After Usada's full findings came out on Wednesday, Mercier's wife called him. "She said 'imagine you're sitting down with your son and daughter, explaining hey, daddy's a liar and a cheat'. I don't have to do that."

Media caption,

Lance Armstrong: Usada reveals doping evidence

And what does he think of Armstrong, who joined US Postal the season after he left?

The duo were on the same team at the 1992 Barcelona Olympics and had sporadic contact in the years after that.

"He was a brash young man back then, but clearly had drive and talent," Mercier says.

"To come back from the illness he had was truly astounding, no-one can take that away from him.

"But the methods he used to achieve his success were fraudulent. His story is the greatest in sport but it's also the biggest fraud."

Celaya was sacked by US Postal in 1999 and replaced by Dr Luis Garcia Del Moral. The reason, according to another US Postal rider, Jonathan Vaughters in his evidence to Usada, was that "Armstrong did not feel that Celaya was aggressive enough in running the 'program'."

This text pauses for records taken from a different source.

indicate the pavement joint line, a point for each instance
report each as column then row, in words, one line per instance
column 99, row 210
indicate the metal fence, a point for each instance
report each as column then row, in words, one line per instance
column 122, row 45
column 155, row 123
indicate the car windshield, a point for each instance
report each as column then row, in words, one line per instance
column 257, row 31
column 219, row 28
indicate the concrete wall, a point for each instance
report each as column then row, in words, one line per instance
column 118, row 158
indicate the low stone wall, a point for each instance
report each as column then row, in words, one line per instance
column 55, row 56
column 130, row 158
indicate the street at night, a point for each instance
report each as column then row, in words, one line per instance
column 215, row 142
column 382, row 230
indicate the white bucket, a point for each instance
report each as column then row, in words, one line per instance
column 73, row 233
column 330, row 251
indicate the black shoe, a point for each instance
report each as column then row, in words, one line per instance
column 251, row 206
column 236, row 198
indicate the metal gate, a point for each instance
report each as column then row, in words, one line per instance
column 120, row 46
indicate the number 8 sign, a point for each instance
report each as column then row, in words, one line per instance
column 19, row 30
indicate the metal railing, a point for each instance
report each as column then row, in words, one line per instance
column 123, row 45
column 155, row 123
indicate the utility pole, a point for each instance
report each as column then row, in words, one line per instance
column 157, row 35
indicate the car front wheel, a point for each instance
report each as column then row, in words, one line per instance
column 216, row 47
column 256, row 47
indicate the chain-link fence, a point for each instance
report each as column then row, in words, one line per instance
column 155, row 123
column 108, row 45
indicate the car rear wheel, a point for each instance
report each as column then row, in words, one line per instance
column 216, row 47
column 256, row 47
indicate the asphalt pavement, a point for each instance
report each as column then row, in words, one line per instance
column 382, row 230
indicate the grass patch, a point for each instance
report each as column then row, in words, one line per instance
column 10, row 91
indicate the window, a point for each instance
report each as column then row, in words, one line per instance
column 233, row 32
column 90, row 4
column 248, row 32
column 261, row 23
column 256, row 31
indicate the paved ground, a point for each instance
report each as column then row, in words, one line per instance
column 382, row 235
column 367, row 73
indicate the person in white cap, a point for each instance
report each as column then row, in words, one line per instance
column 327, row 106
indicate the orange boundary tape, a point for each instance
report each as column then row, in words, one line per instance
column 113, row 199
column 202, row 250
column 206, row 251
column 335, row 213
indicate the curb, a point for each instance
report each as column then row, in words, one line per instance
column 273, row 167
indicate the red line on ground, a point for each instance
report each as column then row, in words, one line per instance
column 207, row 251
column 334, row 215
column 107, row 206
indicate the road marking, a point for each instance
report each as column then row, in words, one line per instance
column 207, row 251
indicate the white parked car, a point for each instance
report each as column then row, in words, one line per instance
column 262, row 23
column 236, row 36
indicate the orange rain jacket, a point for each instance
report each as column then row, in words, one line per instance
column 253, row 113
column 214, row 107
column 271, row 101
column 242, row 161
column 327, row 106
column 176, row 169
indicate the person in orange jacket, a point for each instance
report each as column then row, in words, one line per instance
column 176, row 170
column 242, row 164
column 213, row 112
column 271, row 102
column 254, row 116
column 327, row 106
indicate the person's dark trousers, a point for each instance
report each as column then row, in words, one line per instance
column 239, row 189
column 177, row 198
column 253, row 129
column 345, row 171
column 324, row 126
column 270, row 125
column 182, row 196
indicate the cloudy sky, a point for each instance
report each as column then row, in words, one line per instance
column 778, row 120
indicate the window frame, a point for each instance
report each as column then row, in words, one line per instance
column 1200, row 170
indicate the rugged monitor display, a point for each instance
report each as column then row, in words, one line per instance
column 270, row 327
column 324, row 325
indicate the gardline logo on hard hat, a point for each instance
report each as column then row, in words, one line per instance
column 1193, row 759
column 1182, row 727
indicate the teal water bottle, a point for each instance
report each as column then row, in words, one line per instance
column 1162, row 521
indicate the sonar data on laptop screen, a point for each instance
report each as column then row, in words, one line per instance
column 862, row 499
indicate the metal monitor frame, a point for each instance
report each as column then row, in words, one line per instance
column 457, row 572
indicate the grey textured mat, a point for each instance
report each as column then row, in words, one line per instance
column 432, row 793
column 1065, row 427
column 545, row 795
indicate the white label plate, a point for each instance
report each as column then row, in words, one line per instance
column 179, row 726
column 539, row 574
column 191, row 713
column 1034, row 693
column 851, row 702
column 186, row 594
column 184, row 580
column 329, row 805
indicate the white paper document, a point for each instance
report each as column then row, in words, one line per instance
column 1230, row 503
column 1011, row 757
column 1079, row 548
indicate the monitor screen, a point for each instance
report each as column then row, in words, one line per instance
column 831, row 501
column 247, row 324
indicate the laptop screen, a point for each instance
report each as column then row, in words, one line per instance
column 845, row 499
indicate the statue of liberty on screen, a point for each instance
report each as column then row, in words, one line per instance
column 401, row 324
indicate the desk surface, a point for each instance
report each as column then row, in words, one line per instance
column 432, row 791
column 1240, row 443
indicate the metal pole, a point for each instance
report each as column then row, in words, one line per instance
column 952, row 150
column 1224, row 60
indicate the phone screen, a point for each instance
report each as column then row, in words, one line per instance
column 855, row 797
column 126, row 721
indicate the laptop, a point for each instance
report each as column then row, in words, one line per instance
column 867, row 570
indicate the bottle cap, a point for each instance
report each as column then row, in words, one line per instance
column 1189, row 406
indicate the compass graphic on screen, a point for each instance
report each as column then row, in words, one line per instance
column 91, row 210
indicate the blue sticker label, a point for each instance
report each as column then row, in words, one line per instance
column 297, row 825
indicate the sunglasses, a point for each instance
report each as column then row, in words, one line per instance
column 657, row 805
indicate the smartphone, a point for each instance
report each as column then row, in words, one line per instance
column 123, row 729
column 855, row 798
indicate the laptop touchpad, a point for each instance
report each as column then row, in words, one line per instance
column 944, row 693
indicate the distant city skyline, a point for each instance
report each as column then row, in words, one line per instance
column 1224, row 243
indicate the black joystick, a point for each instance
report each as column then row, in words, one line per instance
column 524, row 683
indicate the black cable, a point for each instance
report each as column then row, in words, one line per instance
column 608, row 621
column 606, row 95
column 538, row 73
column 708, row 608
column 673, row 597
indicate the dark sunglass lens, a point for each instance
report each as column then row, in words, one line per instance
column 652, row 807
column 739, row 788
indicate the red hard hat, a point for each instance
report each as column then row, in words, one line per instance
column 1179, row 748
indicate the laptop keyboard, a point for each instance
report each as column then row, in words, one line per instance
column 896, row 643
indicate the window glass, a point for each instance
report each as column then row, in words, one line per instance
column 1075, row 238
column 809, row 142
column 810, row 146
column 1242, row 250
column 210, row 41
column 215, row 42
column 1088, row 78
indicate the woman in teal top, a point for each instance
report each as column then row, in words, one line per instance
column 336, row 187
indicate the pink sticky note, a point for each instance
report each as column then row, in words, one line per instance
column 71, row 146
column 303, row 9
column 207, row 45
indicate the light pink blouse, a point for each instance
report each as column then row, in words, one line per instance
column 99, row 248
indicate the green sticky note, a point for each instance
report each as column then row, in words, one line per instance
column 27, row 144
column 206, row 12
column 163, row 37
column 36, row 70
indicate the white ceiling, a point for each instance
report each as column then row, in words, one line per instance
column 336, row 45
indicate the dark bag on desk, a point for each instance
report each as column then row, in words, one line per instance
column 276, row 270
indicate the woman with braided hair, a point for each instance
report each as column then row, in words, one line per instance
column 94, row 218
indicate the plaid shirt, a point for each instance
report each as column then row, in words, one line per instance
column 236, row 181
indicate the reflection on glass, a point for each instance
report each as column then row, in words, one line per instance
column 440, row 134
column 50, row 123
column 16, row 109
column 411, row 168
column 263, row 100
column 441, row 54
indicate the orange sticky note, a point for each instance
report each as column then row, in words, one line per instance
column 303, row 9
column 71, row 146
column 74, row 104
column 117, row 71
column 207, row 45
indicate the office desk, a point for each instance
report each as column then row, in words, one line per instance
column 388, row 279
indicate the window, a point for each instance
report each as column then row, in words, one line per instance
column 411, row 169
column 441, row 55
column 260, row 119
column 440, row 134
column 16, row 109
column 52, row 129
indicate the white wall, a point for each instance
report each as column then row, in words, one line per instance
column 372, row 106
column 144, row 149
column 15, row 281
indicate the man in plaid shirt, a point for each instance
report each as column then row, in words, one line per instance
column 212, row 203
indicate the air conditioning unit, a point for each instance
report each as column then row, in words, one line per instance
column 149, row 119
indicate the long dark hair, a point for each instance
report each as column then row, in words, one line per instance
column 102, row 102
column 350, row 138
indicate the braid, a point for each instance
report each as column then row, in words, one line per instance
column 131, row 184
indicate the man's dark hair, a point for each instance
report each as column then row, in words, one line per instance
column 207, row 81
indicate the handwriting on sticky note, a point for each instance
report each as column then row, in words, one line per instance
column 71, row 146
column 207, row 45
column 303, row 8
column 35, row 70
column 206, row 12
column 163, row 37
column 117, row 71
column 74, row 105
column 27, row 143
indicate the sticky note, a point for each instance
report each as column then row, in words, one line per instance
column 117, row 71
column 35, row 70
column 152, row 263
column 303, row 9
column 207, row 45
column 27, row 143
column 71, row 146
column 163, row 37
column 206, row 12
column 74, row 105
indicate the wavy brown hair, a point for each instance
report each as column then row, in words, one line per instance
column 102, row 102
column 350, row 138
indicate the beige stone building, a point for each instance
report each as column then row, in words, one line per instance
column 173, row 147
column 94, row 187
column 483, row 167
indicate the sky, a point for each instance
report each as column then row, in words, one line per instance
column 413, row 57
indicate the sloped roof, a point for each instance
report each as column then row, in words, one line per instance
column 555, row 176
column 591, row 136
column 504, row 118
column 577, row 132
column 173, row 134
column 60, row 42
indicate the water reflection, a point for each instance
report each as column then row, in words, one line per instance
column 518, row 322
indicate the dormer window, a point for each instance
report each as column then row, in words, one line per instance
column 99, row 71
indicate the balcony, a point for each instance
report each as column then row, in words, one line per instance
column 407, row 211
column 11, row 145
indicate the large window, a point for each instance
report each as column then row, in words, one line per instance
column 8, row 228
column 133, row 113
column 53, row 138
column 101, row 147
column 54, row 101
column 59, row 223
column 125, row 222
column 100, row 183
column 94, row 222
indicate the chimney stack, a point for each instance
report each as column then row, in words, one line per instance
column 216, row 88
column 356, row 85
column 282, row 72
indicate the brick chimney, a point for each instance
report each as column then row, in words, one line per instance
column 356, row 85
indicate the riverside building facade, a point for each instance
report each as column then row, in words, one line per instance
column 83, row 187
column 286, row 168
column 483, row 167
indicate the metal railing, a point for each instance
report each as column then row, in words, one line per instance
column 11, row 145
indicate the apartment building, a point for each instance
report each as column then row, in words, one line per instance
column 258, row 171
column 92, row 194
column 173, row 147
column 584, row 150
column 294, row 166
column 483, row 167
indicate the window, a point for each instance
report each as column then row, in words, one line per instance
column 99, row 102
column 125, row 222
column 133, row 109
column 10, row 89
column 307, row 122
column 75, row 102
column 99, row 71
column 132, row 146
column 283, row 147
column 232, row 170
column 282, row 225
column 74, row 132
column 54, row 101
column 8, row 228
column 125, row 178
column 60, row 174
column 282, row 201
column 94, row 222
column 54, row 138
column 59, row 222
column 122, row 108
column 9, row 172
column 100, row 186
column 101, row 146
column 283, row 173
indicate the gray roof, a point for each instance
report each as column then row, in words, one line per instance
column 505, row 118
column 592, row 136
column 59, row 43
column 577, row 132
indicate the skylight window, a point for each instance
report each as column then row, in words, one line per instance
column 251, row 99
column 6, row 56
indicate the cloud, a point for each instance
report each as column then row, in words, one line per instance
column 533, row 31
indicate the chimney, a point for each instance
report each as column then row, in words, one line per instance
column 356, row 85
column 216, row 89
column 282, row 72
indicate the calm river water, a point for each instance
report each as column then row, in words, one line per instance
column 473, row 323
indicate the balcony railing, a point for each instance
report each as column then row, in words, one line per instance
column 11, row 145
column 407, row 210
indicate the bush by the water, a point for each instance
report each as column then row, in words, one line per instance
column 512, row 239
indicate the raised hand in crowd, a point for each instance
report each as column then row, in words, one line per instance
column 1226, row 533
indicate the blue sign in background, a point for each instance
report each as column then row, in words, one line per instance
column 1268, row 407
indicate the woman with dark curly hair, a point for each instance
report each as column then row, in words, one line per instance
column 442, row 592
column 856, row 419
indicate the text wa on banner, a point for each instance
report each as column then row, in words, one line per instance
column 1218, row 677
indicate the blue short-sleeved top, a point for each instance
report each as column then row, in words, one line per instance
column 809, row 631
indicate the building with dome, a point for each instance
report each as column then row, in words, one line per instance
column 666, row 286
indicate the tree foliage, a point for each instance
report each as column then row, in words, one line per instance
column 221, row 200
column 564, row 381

Mercier now thinks there should be an anonymous telephone number that whistleblowers can call to report their suspicions of doping, and that sanctions should be strengthened so that teams as well as individual riders can be banned.

He also believes the current leadership of the UCI must be replaced because they are "part of the problem, not the solution".

Above all, he hopes no rider ever again has to leave the sport they love because they want to ride clean.